Researchers improve measurement of gene expression in single cells

Northwestern Medicine scientists have developed a new technique to identify individual cells for RNA sequencing, which will empower scientists to gather more accurate and precise scientific data, according to details published in Cell Genomics.

RNA sequencing, designed to reveal the quantity of RNA molecules in a biological sample and give scientists a snapshot of gene expression, has quickly become an essential tool in scientific research, said Yogesh Goyal, Ph.D., assistant professor of Cell and Developmental Biology and senior author of the study.

"Single-cell RNA sequencing has really transformed the world of biomedicine," said Goyal, who is also a member of the Center for Synthetic Biology. "But one of the fundamental limitations of this technology is trying to isolate a single cell to pass through a microfluidic device. It's very easy to have more than one cell inside each sample. It leads to a lot of false-positives and false-negatives."

To address this, Goyal and his collaborators first employed a barcoding technique, in which individual cells (singlets) are labeled with unique nucleic acid sequences so they can be more easily tracked throughout an experiment.

Next, the investigators tested various existing machine learning algorithms to see how accurately they could distinguish synthetically barcoded single cells from groups of cells (doublets). They found that existing algorithms could not accurately differentiate singlets from doublets following RNA sequencing, according to the study.

Finally, Goyal and his laboratory developed their own machine learning algorithm designed to identify true singlets. By training it on barcoded singlet data from expansive dataset libraries, investigators were able to use the algorithm to successfully distinguish doublets from singlets more accurately than previous methods, according to the findings.

"When you get multiple cells captured together, called a doublet, this can cause problems in your downstream analysis," said Madeline Melzer, a Ph.D. student in the Driskill Graduate Program in Life Sciences (DGP) and co-first author of the study. "What we have done here is use barcodes introduced into individual single cells before they go in the sequencer so we can later identify when two cells have been captured together."

The algorithm, which is open source and available to other scientists, will hopefully empower investigators at Northwestern and elsewhere to produce more accurate RNA sequencing results, said Ziyang Zhang, a Ph.D. student in the DGP program and a co-first author of the study.

"For the longest time, most technologies did not allow us to know which cells are truly singlets. The beauty of this barcoding technology is that we leverage these unique nucleic acid sequences to recover singlets from a significant chunk of the data.
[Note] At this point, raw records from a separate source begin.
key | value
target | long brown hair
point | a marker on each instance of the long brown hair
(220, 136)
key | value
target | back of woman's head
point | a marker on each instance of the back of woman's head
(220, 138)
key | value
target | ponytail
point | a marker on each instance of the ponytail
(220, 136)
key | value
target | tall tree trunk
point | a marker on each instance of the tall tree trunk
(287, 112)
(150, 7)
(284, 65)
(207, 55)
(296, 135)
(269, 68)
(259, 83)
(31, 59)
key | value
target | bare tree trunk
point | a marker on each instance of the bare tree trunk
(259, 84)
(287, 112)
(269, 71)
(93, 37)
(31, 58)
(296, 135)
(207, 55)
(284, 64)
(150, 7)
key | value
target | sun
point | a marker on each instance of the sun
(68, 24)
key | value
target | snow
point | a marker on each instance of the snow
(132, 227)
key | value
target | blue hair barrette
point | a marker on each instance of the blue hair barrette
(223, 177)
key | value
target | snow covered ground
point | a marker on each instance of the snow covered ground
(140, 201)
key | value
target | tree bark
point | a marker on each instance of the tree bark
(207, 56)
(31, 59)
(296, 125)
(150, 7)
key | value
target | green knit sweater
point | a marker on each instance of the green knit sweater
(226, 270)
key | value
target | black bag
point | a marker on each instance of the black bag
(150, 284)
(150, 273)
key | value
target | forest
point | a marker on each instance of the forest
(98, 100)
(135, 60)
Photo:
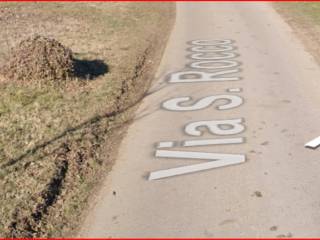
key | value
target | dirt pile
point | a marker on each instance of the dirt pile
(39, 58)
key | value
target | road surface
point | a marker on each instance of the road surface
(262, 111)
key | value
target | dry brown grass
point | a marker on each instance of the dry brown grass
(51, 137)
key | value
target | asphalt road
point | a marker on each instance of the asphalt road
(262, 111)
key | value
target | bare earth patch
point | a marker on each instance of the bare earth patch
(58, 141)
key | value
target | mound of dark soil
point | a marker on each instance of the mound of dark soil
(39, 58)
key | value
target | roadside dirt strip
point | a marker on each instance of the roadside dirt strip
(235, 87)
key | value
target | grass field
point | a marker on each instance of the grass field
(57, 142)
(304, 18)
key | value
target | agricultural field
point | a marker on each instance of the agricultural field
(60, 124)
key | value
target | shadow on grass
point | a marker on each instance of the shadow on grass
(90, 69)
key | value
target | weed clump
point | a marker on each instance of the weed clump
(39, 58)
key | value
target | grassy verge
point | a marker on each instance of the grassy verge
(304, 18)
(56, 143)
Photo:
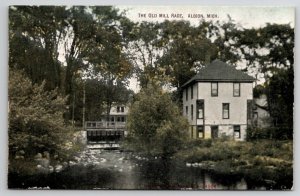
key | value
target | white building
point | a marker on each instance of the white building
(218, 101)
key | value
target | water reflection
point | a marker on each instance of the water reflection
(122, 170)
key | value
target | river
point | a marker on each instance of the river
(104, 169)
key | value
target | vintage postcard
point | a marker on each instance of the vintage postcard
(151, 97)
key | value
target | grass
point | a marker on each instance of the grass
(260, 160)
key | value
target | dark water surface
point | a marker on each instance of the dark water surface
(123, 170)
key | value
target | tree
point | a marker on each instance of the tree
(155, 124)
(280, 96)
(35, 119)
(35, 33)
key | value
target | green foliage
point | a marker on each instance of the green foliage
(280, 95)
(276, 133)
(36, 124)
(155, 124)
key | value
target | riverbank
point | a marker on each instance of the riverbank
(266, 161)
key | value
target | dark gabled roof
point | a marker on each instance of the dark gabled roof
(220, 72)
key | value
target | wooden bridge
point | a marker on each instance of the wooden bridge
(104, 134)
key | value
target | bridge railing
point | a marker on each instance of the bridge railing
(104, 125)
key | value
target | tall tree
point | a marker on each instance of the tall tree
(155, 124)
(34, 36)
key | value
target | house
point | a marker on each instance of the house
(110, 128)
(218, 102)
(261, 115)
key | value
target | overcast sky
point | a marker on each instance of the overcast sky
(247, 16)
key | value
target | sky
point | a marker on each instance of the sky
(246, 16)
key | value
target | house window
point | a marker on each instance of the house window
(123, 118)
(186, 94)
(237, 131)
(225, 110)
(214, 89)
(200, 130)
(200, 109)
(236, 89)
(186, 110)
(192, 111)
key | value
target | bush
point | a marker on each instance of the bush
(277, 133)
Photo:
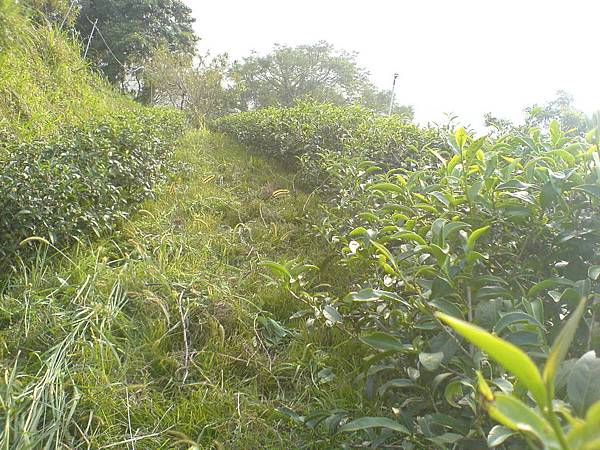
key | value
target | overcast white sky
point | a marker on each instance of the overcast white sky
(467, 57)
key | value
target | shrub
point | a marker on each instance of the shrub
(500, 232)
(83, 180)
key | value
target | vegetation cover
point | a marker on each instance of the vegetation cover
(500, 232)
(335, 279)
(76, 155)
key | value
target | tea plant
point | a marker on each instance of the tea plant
(501, 232)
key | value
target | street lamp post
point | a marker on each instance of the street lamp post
(392, 97)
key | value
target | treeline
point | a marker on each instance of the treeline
(148, 48)
(77, 157)
(494, 238)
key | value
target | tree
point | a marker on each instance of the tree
(129, 31)
(195, 84)
(317, 71)
(379, 101)
(561, 109)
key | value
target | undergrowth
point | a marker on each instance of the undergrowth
(169, 335)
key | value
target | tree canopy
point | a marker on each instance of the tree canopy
(318, 71)
(129, 31)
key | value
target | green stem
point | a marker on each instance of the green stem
(552, 417)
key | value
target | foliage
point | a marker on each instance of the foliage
(62, 13)
(318, 72)
(93, 343)
(85, 180)
(76, 156)
(311, 128)
(129, 31)
(44, 83)
(499, 231)
(197, 87)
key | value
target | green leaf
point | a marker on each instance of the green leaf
(508, 355)
(332, 314)
(516, 415)
(548, 283)
(586, 435)
(515, 317)
(365, 423)
(561, 346)
(498, 435)
(594, 272)
(475, 235)
(411, 236)
(387, 187)
(583, 385)
(431, 361)
(461, 137)
(396, 383)
(383, 341)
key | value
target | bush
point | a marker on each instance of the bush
(310, 128)
(500, 232)
(83, 180)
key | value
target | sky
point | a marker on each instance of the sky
(461, 57)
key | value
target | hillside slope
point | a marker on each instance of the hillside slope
(77, 156)
(45, 85)
(168, 334)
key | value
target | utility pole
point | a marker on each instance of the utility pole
(392, 97)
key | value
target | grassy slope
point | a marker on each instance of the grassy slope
(44, 83)
(111, 315)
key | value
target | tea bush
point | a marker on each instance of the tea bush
(502, 233)
(83, 181)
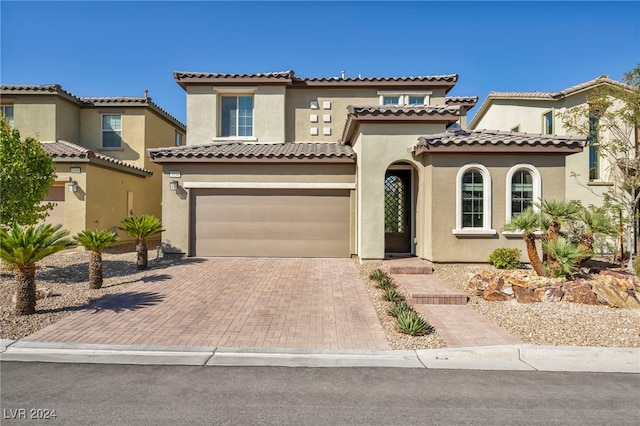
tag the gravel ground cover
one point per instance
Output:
(67, 275)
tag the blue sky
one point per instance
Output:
(122, 48)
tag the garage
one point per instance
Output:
(55, 196)
(270, 222)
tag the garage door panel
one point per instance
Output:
(283, 223)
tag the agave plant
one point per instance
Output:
(412, 323)
(398, 308)
(141, 228)
(21, 248)
(96, 242)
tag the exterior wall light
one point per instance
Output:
(72, 186)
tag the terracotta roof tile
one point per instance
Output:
(253, 150)
(485, 139)
(66, 150)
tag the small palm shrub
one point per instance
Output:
(141, 228)
(96, 242)
(505, 258)
(412, 323)
(385, 283)
(392, 295)
(378, 275)
(398, 308)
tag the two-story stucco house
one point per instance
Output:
(278, 165)
(98, 146)
(588, 174)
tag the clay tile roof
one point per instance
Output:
(495, 140)
(447, 78)
(66, 150)
(253, 151)
(402, 110)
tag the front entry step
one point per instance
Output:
(407, 265)
(430, 290)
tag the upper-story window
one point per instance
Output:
(394, 97)
(112, 131)
(237, 116)
(594, 147)
(7, 111)
(547, 123)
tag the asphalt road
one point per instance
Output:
(175, 395)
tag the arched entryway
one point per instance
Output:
(399, 216)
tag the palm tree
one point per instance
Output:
(96, 241)
(529, 222)
(141, 228)
(21, 248)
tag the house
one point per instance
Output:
(588, 174)
(98, 148)
(283, 166)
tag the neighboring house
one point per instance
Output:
(278, 165)
(98, 147)
(588, 174)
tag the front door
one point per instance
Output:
(397, 211)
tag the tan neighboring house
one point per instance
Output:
(588, 174)
(283, 166)
(98, 147)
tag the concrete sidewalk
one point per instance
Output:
(502, 357)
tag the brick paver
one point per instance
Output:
(234, 302)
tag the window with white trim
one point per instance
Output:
(112, 131)
(236, 116)
(7, 111)
(473, 201)
(524, 187)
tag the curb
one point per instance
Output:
(519, 357)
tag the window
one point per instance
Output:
(594, 149)
(237, 116)
(7, 111)
(112, 131)
(523, 188)
(473, 201)
(547, 123)
(390, 100)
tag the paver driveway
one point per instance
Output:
(234, 302)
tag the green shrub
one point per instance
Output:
(385, 283)
(378, 275)
(392, 295)
(504, 258)
(398, 308)
(412, 323)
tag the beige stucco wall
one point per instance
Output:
(504, 114)
(298, 111)
(203, 103)
(443, 246)
(176, 204)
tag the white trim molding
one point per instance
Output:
(486, 229)
(269, 185)
(537, 187)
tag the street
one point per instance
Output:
(47, 393)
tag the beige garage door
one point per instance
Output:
(270, 222)
(56, 196)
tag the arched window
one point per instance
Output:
(473, 201)
(523, 189)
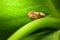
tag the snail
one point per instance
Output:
(35, 15)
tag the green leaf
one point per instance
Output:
(13, 14)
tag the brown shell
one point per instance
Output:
(35, 15)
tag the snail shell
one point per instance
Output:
(35, 15)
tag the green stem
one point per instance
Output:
(52, 8)
(35, 25)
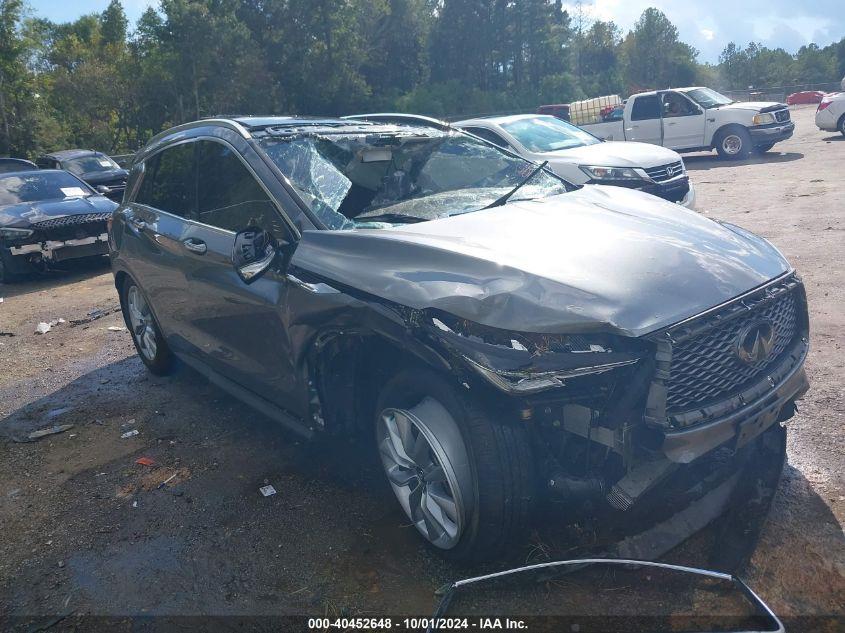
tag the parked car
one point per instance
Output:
(581, 158)
(47, 217)
(805, 96)
(95, 168)
(504, 337)
(830, 113)
(697, 119)
(559, 110)
(15, 164)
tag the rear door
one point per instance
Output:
(238, 328)
(683, 121)
(157, 221)
(645, 122)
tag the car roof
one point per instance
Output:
(66, 154)
(500, 119)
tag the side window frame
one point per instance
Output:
(275, 203)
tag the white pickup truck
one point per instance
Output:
(696, 119)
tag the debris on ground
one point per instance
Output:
(51, 430)
(167, 481)
(99, 313)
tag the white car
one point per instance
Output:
(830, 115)
(581, 158)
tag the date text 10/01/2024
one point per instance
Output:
(417, 624)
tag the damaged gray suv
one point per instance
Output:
(506, 338)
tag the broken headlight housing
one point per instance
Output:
(527, 363)
(8, 233)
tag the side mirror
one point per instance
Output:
(253, 254)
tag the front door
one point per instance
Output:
(683, 121)
(239, 328)
(645, 124)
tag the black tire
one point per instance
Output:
(500, 458)
(161, 362)
(733, 143)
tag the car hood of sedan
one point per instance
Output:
(597, 259)
(613, 154)
(26, 213)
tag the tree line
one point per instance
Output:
(95, 83)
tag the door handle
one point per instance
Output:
(195, 246)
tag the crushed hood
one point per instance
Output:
(598, 259)
(26, 213)
(614, 154)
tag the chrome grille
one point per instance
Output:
(706, 368)
(70, 220)
(665, 172)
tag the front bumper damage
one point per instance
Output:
(605, 420)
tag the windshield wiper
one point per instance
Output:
(393, 218)
(503, 199)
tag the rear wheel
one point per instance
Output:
(733, 143)
(146, 334)
(462, 477)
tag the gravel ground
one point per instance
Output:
(84, 529)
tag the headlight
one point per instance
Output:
(523, 364)
(610, 173)
(15, 234)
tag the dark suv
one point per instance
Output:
(508, 338)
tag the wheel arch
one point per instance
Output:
(724, 129)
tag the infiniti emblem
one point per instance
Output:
(755, 342)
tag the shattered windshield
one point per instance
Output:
(708, 98)
(378, 179)
(547, 134)
(90, 164)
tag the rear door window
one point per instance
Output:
(647, 107)
(228, 195)
(170, 182)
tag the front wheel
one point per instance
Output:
(463, 477)
(733, 143)
(146, 334)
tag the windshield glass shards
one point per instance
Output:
(375, 180)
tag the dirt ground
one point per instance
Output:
(84, 529)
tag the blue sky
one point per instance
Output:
(708, 26)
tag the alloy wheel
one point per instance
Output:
(141, 320)
(421, 469)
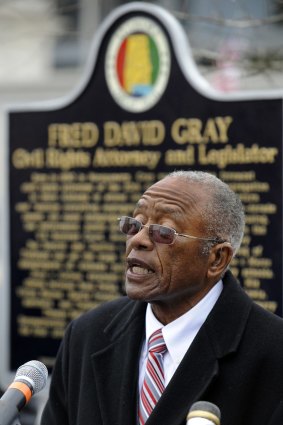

That allows us to feed better data into a machine learning classifier and we show that it will achieve better performance," Zhang said. "That's something significant that we hope people will recognize and eventually adopt into their studies."

Next, Goyal and his laboratory will attempt to use the technology to measure gene expression in a sample and map where the activity is occurring.

"Going from single-cell RNA sequencing to spatial transcriptomics has become a big part of scientific discovery and Northwestern has invested quite a lot in this area," said Goyal, who is also a member of the Robert H. Lurie Comprehensive Cancer Center of Northwestern University. "We are trying to understand how we can use these barcoding systems to interpret spatial biology."